The first few days required great stamina as they traveled by foot over the liken covered, scruffy looking trees. They didn’t see a single caribou. About half way into the week, they thought this was a waste of good money and time. On that day, a giant herd appeared on the horizon and Paul had a clear shot. He fired and the gigantic beast crashed to the ground.
“Dances With Wolves” had not yet been made, but if you remember the stories around the campfire and the exaggerations, you’d have a sampling of what took place that evening. It was then that the guide accidentally bumped his firearm and it discharged. The ammunition spun within a quarter of an inch of Paul’s ear and he thought for sure he’d been hit. The guide was extremely apologetic, but Paul’s suspicions about his character were seeming to be coming true.
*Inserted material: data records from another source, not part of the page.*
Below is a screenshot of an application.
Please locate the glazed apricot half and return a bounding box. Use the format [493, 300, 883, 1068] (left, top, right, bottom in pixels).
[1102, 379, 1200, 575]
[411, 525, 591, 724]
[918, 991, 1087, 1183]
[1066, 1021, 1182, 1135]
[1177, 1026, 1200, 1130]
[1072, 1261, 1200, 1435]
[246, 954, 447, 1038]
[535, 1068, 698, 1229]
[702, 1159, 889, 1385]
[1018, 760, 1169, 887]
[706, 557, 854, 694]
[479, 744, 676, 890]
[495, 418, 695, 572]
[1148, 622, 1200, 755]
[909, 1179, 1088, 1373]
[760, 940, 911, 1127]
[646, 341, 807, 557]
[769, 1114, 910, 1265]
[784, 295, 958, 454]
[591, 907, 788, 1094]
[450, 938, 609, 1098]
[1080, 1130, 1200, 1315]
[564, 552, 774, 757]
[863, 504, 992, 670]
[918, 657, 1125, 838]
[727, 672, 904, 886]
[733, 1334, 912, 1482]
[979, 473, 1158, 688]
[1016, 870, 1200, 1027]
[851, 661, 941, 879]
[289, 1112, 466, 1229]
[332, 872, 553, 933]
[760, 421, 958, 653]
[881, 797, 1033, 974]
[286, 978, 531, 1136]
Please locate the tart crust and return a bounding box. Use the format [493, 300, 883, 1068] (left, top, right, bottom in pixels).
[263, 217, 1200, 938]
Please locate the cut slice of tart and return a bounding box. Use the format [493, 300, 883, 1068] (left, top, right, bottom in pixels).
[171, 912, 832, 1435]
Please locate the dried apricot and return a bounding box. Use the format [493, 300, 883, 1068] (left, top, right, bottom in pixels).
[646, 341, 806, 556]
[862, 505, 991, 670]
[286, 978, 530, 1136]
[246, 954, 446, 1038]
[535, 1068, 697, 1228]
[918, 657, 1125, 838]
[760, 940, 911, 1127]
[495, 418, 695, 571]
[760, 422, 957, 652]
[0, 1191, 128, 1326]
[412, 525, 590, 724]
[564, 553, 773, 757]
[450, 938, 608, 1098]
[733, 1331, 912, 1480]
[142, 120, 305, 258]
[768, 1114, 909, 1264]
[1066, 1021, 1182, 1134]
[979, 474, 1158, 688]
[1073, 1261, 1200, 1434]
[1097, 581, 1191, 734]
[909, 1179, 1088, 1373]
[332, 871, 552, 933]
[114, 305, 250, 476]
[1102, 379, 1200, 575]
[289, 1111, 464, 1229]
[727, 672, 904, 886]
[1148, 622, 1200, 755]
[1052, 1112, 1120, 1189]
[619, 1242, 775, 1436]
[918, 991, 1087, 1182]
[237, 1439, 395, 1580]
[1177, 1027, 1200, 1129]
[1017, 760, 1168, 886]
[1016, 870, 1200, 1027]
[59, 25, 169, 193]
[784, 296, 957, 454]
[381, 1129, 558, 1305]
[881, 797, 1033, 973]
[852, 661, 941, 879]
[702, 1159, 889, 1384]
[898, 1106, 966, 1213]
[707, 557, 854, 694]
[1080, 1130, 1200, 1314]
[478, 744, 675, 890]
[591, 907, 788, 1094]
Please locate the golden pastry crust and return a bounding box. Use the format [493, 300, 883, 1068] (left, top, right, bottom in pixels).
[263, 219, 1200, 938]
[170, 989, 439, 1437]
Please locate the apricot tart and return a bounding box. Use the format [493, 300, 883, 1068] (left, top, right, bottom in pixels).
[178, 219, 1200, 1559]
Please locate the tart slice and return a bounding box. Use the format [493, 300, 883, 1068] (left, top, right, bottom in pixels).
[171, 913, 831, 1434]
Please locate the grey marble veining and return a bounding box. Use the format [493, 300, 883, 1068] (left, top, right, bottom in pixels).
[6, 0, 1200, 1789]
The guide spent the rest of the trip catering to Paul’s every whim. He would do almost anything to get back in his good graces. Then it was time to leave, but a heavy fog had incased the landscape and there was no way a plane would be able to land there, nor take off. The first night in the wilderness wasn’t too bad. They had plenty of meat to feed them. By the second night, their fuel was depleted and the trees in the area weren’t able to sustain a decent fire, so they resorted to using cigarette lighters to cook their meat.
During those few nights in the darkness of night, they could hear loud explosion sounds in the distance. I don’t think they ever actually found out what the sounds were, but it was enough to get them thinking that war had broken out and they were the last living souls on the planet.
That proved to be false as well. Eventually the plane was able to fly in and rescue them, but during those trying hours, Paul called on God for protection and safety and of course He delivered.
By the way, the head of the caribou now resides in a shed outside of our new old house. The ceiling is high enough to house his gigantic antlers and I don’t have to stare him in the eyes anymore. We wouldn’t be able to get any other furniture in the house if he lived with us.